The extent to which HRR is related to the peak heart rate achieved has been debated. Recent work among ambulatory subjects from our laboratory12, 13, 14 and others15 suggests that both the rapidity of HRR and the heightened mortality associated with impaired HRR are largely attributable to heart rate reserve. This contrasts the widely held belief that HRR is principally a function of vagal reactivation, and is independent of exercise capacity or peak heart rate achieved. Although HRR was strongly related to heart rate reserve in this study, much of the variance in HRR was unexplained, particularly in early recovery (Table 4), the time point that has been most closely associated with poor outcomes.5, 6, 12, 14 It is noteworthy in this context that, similar to HRR, heart rate reserve is also governed by autonomic balance; a lower HRrest is largely related to higher vagal tone, and a higher HRpeak suggests enhanced sympathetic drive, lowered vagal influence or both, at peak exertion. Because of the strong association between reduced HRR and increased risk of cardiovascular and all-cause mortality in ambulatory subjects,2, 5, 6 a potential role of HRR as a tool to risk-stratify individuals with SCI exists. However, no such follow-up studies to our knowledge have been performed among persons with SCI. HRR is also considered as a surrogate measure of the integrity of the ANS in ambulatory subjects,2, 4, 17 although such data are sparse after SCI. Because the degree of autonomic dysfunction profoundly influences the clinical course and treatment in SCI, the potential of a simple, noninvasive index such as HRR to quantify autonomic dysfunction is attractive. Further studies are needed to assess the role of HRR in SCI and how HRR is influenced by impaired autonomic function associated with different levels of injury.

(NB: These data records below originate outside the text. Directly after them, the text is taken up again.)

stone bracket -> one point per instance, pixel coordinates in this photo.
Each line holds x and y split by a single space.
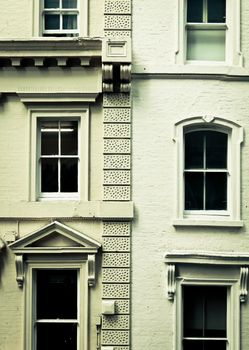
171 282
243 284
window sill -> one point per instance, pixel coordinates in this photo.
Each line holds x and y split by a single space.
208 222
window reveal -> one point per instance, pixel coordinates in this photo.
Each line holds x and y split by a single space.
60 17
204 318
205 171
206 30
59 156
56 314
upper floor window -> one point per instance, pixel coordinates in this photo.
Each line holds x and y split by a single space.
60 18
205 171
206 30
208 172
59 157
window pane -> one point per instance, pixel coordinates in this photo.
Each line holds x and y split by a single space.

In summary, absolute HRR is impaired in SCI subjects compared with ambulatory subjects, with the most marked impairment occurring in tetraplegic subjects. However, HRR is strongly related to heart rate reserve, indicating that HRR is largely attributable to the exercise level and heart rate achieved. This study was limited by the fact that few women were available, and the fact that HRR is only an indirect measure of autonomic function. Although HRR has been suggested to have applications for characterizing autonomic function in SCI, studies considering heart rate reserve and more direct measures of autonomic function (for example, tilt table testing, heart rate variability, pharmacologic manipulation) are necessary to further investigate the relationship between HRR and autonomic impairment before this index is suitable for clinical application in SCI individuals.